Butter is better because it is natural, and margarine is one molecule from being plastic. We’ve heard these more than once, but what is truth? And how do we make an informed decision when there are so many items facing us at the supermarket, all touting their health claims?
Butter: butter is made from cream or milk which is churned with some salt and water until the yellow paste which can be nearly impossible to spread is produced (extra salt can also added for taste). Due to its low calcium levels and high fat percentage (a whopping 80%), it is not considered as a dairy product. It contains almost no protein and carbohydrate, and is very high in saturated fat, which when consumed in excessive amounts, can elevate LDL (bad) cholesterol levels which increases the risk of cardiovascular disease. Butter should be avoided by those with high cholesterol, and overall usage should be limited. It is a source of fat soluble vitamins, although the amount of these does vary by season. For baking purposes, unsalted butter is the best option to use.
Butter blends: for those who would like a butter alternative but do not want to use margarine, this is the next best option.
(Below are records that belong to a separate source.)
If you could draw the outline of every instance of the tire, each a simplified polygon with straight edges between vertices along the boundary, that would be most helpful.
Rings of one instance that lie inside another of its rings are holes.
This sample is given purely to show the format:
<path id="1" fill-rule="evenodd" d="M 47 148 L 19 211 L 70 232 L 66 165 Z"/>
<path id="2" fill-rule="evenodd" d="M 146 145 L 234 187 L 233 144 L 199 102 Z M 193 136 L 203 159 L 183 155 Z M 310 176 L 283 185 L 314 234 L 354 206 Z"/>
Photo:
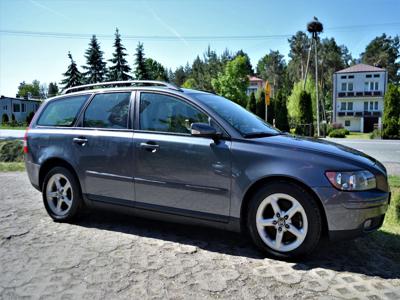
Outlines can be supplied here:
<path id="1" fill-rule="evenodd" d="M 64 167 L 55 167 L 46 174 L 42 197 L 47 213 L 57 222 L 72 221 L 83 207 L 78 180 Z"/>
<path id="2" fill-rule="evenodd" d="M 298 258 L 310 254 L 318 245 L 321 213 L 314 197 L 299 185 L 273 182 L 250 201 L 247 227 L 263 252 L 278 258 Z"/>

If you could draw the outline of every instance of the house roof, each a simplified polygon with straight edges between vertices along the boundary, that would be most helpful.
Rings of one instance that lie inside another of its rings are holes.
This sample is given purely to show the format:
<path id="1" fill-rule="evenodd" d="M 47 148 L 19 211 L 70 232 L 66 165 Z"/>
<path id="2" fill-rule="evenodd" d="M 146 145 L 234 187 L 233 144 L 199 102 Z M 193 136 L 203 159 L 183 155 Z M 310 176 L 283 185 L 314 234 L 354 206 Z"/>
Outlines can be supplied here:
<path id="1" fill-rule="evenodd" d="M 261 82 L 264 82 L 264 80 L 262 80 L 261 78 L 258 78 L 256 76 L 249 76 L 249 80 L 250 81 L 261 81 Z"/>
<path id="2" fill-rule="evenodd" d="M 366 65 L 366 64 L 357 64 L 357 65 L 351 66 L 349 68 L 337 71 L 336 73 L 382 72 L 382 71 L 385 71 L 385 69 Z"/>

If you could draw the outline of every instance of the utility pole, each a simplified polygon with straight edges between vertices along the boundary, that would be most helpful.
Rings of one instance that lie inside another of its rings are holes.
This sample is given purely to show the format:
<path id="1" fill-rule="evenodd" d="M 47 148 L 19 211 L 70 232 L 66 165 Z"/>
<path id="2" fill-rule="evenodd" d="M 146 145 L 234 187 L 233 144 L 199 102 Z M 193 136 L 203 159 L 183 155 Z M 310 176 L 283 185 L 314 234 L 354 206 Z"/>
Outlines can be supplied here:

These are usually a butter or milk fat which is blended with vegetable oils to produce an easier to spread product with a different fat ratio. As butter blends usually contain additional water and unsaturated oils, they contain less saturated fat than butter, and have added vitamins. Choosing a salt reduced variety is best, and looking at the label for the lowest saturated fat is a good idea if you have high cholesterol. Some products do go through additional modification processes, so although they contain the same ingredients as butter, they are a more user-friendly, spreadable version.
Margarine: margarine is made from a combination of mono and polyunsaturated fats combined with other ingredients to make a plant-based spread which behaves like butter, but does not taste quite the same. It has been around since 1869! The fats in the margarine favour increasing HDL (good) cholesterol, and potentially reduce the risk of cardiovascular disease. The myth about margarine being one molecule off being plastic is very much untrue, as margarine is made from vegetable oils, and plastic is made from polymers of ethylene molecules, which differ in their chemical structure, and a small change in this will not turn marg into plastic. Some margarines contain milk, but otherwise they are a combination of vegetable oil, water, salt, colouring, vitamins, and some emulsifiers to prevent separation.
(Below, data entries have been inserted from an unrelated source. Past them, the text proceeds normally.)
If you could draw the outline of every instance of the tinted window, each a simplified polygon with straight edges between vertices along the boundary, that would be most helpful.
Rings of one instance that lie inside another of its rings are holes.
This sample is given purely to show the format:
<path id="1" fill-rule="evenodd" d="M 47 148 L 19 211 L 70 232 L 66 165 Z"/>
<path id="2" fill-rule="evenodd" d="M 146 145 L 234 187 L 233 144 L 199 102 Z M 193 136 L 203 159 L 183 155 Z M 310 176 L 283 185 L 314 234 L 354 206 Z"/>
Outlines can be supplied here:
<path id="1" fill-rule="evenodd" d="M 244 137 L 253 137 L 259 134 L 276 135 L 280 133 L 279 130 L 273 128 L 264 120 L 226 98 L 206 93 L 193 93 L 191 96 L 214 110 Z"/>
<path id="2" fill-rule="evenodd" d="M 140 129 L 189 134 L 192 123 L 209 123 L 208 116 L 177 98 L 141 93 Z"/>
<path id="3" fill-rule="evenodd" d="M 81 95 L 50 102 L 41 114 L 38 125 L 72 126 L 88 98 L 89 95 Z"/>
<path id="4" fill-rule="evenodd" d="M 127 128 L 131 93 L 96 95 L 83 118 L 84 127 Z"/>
Cholesterol lowering spreads: these are plant based spreads which contain plant sterols, which are similar to cholesterol. These sterols block the body’s ability to absorb some cholesterol, that in turn reduces blood cholesterol levels. You need to consume 2-3g of plant sterols per day, or 1-1.5 tablespoons of margarine to have a cholesterol lowering effect (can lower levels by 10%). Consuming additional amounts will not have any added benefit.
The bottom line?
For those with high cholesterol, butter and dairy blends are best to be avoided, and choosing a cholesterol lowering spread is best. Choice of product can come down to how often you use it.
Always choose a reduced salt variety.
Choosing products with less than 1% trans fat. This is a harmful fat that our body is unable to process.